Figure 6: Second architectural iteration

Source Control

Another important aspect that needs to be considered, especially in the case of a master dataset, is source code control. Source code, or in this case, the master dataset’s evolution needs to be tracked. The evolution of the dataset progresses each time the dataset is modified and published to cater to new requirements. This involves the history of the file: who performed the changes and when. This way, if any reports break due to changes, you can easily reinstate an older or previous version. Also, if the logic of calculating a metric was mistakenly altered, the last known working version can be retrieved, the correct logic pulled out, and then applied on the new version.
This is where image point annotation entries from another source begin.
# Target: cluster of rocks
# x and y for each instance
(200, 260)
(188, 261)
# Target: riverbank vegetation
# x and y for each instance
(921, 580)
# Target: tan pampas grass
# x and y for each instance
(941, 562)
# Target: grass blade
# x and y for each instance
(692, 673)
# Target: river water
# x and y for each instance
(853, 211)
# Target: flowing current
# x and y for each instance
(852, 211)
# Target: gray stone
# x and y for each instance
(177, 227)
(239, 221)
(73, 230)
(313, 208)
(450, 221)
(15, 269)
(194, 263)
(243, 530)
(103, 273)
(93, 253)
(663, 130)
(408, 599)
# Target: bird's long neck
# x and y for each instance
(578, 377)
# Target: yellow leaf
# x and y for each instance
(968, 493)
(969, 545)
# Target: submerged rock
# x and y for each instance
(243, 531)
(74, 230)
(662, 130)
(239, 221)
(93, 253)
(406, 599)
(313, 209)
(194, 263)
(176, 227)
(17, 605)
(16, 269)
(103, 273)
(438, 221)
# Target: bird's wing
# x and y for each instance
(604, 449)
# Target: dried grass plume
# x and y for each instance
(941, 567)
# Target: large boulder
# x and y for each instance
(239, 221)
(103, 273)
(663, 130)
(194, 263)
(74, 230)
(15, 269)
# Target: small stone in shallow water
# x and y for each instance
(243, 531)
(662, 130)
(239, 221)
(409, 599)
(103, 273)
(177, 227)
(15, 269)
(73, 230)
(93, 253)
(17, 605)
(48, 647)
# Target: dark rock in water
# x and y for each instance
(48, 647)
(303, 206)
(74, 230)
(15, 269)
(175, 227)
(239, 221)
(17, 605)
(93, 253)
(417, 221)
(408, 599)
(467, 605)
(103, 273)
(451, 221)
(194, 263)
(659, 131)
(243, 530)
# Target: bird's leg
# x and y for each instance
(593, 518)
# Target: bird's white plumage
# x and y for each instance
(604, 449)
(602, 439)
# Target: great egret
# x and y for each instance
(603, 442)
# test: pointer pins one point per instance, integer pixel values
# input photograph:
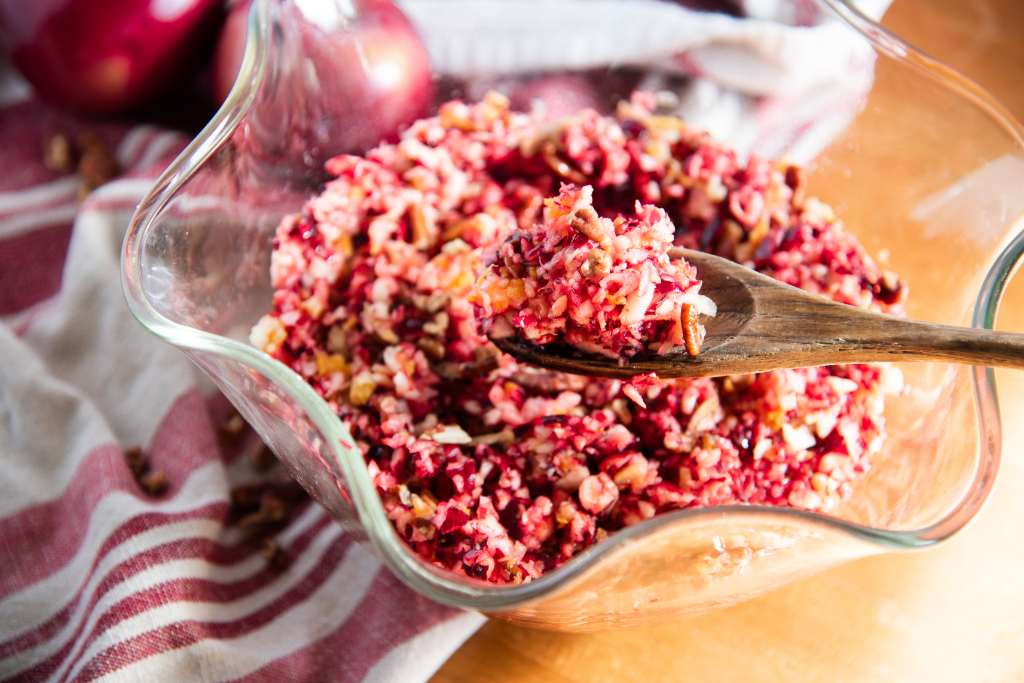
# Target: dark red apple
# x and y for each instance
(103, 57)
(372, 69)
Keeping track of the master dataset history can be performed using a variety of tools that provide various features. However, within Power BI’s immediate ecosystem, the obvious choice is SharePoint or OneDrive for Business. Hence, if your choice for the master dataset repository was SharePoint, then there is nothing more that needs to be done when uploading a new PBIX file, but a small change in the process. OneDrive for Business, too, has this functionality but based on organisational settings the option may be unavailable.

SharePoint and OneDrive for Business automatically keep track of file history as files are saved or uploaded. What needs to be done additionally is:

Check out the file from SharePoint or OneDrive for Business. This would ensure that no one else makes changes on that file until you complete your changes and return the file to SharePoint or OneDrive for Business.

Figure 7: Checking out a PBIX file

Once the changes are complete, upload the file to SharePoint or OneDrive for Business, and check in the file with a comment describing the changes that were made.

Figure 8: Checking in a PBIX file

Testing Ground

Another good idea, especially when the number of data model authors (mainly business analysts) and report authors (business analysts and end users) increase, is to form a “testing ground” environment. The testing ground will be the first point of deployment for datasets and reports, before being deployed to “production”.

Conclusion

The final architecture is a result of an iterative process, through trial and error. Since Power BI is positioned primarily as a business user’s tool, and marketed as a tool that can transform cloud and on-premises data into stunning visuals in one single view scaled across the organization with built-in governance and security, it becomes easy to forget that a proper process or structure needs to be put into place for the tool to be used efficiently. After everything that is said and done, Power BI is only a tool; it is not a solution. The solution needs to be provided through the tool and requires a structure and process surrounding it.

In most cases, a structure and process are considered only when issues and inefficiency raise their heads. Putting in a process after a solution has commenced operations involves considerable work, due to re-work and mindset change. Hence, applying architecture and process for a business intelligence solution, such as what is described in this article from the onset gives the users an easier and streamlined means of adopting the tool.